The Disney-era canon reset formalized a new reference boundary: the prior Expanded Universe was reclassified as “Legends,” while future storytelling would be coordinated under a single continuity alignment strategy. Structurally, this was a coherence move: it reduced contradiction risk by shrinking the official baseline and clarifying which sources could set internal truth conditions.

The trade was predictable. Coherence improves when reference conditions simplify, but legitimacy falls if the audience’s lived canon is removed. A large segment of the meaning community had built identity, memory, and emotional commitment inside the former baseline. The reset therefore stabilized the future while destabilizing parts of the inherited past.

The sequel trilogy illustrates a different coherence challenge: not simply “more content,” but interpretive discontinuity in character arcs, tone, and stakes. When audiences cannot predict what rules will hold across installments, local communities compensate by forming subsystem baselines.

In practice, this looks like parallel coherence regimes: Legends-first readers who treat the pre-2014 continuity as their stable reference, sequel-defenders who treat Disney canon as the only valid baseline, and hybrid audiences who selectively fuse rules across eras. The result is not just disagreement, it is incompatible reference conditions, which makes shared interpretation harder even when people discuss the same scenes.

Star Wars fandom also demonstrates how audiences perform governance when formal authority cannot. Fan encyclopedias, wiki editorial rules, timeline debates, canon tier explanations, and community moderation are not side activities. They are continuity infrastructure that keeps the meaning system usable.

This labor becomes most visible during periods of high dispute: canon arguments, harassment events, review-score manipulation claims, and conspiracy narratives about “hidden cuts” all function as improvised attempts to restore a stable story about what is happening, who caused it, and what should count as real.

Governance Lessons From Star Wars

  • Canon boundaries are governance boundaries. A meaning system must publish reference conditions clearly, and maintain them consistently across media.

  • Continuity labor must be resourced. Coherence does not persist by default at franchise scale. It requires dedicated tracking, enforcement, and correction mechanisms.

  • Audience participation is not optional. In a distributed environment, the fandom becomes a co-authoring layer. Ignoring that layer increases drift and accelerates subsystem formation.

  • Affective stability matters. When tonal and moral invariants change without preparation, coherence disputes intensify because emotional expectations are part of the baseline.

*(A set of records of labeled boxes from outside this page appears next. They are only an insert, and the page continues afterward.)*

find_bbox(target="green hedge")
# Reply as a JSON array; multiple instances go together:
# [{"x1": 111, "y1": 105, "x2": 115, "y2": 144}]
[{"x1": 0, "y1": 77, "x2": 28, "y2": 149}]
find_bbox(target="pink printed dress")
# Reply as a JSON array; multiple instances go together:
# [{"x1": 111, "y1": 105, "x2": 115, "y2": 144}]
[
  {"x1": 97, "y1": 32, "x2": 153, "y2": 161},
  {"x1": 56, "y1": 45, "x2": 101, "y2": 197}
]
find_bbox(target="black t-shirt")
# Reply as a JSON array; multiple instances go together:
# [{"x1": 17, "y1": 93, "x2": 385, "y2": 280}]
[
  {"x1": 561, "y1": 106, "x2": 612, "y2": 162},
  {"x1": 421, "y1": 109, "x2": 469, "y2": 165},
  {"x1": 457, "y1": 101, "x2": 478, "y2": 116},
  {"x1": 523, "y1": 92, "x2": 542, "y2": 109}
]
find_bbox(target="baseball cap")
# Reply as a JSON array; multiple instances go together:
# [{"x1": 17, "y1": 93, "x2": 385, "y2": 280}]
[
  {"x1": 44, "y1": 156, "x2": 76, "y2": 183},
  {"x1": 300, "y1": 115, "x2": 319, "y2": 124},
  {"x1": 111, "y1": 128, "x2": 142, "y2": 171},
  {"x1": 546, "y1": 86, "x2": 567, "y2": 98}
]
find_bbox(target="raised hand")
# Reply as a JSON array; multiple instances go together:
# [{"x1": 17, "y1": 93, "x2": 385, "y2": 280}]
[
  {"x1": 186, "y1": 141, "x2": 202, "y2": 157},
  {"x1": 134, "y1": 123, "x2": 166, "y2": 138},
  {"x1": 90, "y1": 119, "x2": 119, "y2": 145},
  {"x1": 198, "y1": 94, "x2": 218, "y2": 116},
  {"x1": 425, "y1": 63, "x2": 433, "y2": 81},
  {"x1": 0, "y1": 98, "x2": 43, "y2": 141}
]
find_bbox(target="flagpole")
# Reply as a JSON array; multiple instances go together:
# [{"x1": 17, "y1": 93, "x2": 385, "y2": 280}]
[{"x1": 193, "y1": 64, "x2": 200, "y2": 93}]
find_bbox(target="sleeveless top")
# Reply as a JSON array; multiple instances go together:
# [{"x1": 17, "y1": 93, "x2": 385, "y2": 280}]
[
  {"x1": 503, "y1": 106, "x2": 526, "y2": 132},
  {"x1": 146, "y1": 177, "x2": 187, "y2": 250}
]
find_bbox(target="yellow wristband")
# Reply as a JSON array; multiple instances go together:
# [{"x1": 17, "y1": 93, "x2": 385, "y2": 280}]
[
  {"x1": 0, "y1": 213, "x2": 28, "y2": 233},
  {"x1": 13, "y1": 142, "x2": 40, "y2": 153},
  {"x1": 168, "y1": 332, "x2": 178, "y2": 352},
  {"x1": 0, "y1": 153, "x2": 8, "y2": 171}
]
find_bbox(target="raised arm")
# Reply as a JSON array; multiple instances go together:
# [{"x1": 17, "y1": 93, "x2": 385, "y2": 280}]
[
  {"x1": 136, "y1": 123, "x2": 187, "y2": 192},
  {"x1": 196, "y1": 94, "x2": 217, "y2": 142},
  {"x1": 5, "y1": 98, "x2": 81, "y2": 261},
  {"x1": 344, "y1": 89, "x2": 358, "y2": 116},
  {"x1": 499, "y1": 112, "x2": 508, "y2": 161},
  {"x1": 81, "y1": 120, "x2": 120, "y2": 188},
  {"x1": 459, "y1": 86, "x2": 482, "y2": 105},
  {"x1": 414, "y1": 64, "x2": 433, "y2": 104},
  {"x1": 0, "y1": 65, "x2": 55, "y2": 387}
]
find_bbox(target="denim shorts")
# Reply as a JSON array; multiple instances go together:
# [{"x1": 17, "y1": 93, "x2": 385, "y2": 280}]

  • Transparency reduces drift. When official truth-fidelity rules are unclear, audiences fill gaps with competing narratives. The system then spends attention on conflict instead of meaning.

IV. Pokémon

Pokémon stays interpretable at global scale because it protects a small, learnable “signal dictionary” and uses it to govern endless variation. Most long-running franchises expand by increasing narrative complexity. Pokémon expands by increasing inventory while keeping the decoding key stable.

Pokémon’s alignment system is not primarily story-based. It is rules-based and icon-based. Pokémon’s core rules function as reference conditions (T), but the franchise’s advantage is how those truths are made portable as a shared signal dictionary (P).

  • Types and effectiveness provide a universal reading rule for conflict outcomes.

  • The capture loop standardizes what encounters mean: rarity, risk, reward, and ownership transfer.

  • Evolution encodes progress as a recognizable transformation path with consistent expectations.

  • Battle constraints keep decisions legible: limited moves, turn structure, and bounded team sizes.

These elements operate as alignment infrastructure. Once learned, they reduce interpretive variance across regions, generations, and formats.

Pokémon repeatedly introduces new creatures, moves, regions, mechanics, and media adaptations without requiring the audience to renegotiate the basics.

That works because new content is designed to remain readable through existing signals. A new Pokémon does not need backstory to be interpretable. Its type, silhouette, and move patterns often provide enough alignment for competent play and shared discussion. This design choice creates a compounding effect: the longer the system runs, the faster audiences can coordinate interpretation because the dictionary remains reusable.

Pokémon’s biggest instability moments tend to appear when players believe the dictionary is being rewritten rather than extended.

The “National Dex” controversy around Pokémon Sword and Shield is a representative case. The conflict was not simply about quantity. It was about continuity of interpretive expectations tied to collection, transfer, and long-term ownership across generations.

When a meaning system trains audiences to treat prior investments as portable, removing that portability is experienced as an alignment break even if the battle rules remain intact. The system can stay mechanically coherent and still produce alignment backlash if the long-term promise of the loop changes.

Pokémon GO demonstrates how strong P can remain stable even when the environment changes completely.

Niantic added new location-based signals (PokéStops, Gyms) but anchored them to the original dictionary: catch, evolve, battle, team affiliation, and event-based rarity. The result was immediate shared interpretability in public spaces among strangers who did not need shared narrative context to coordinate behavior.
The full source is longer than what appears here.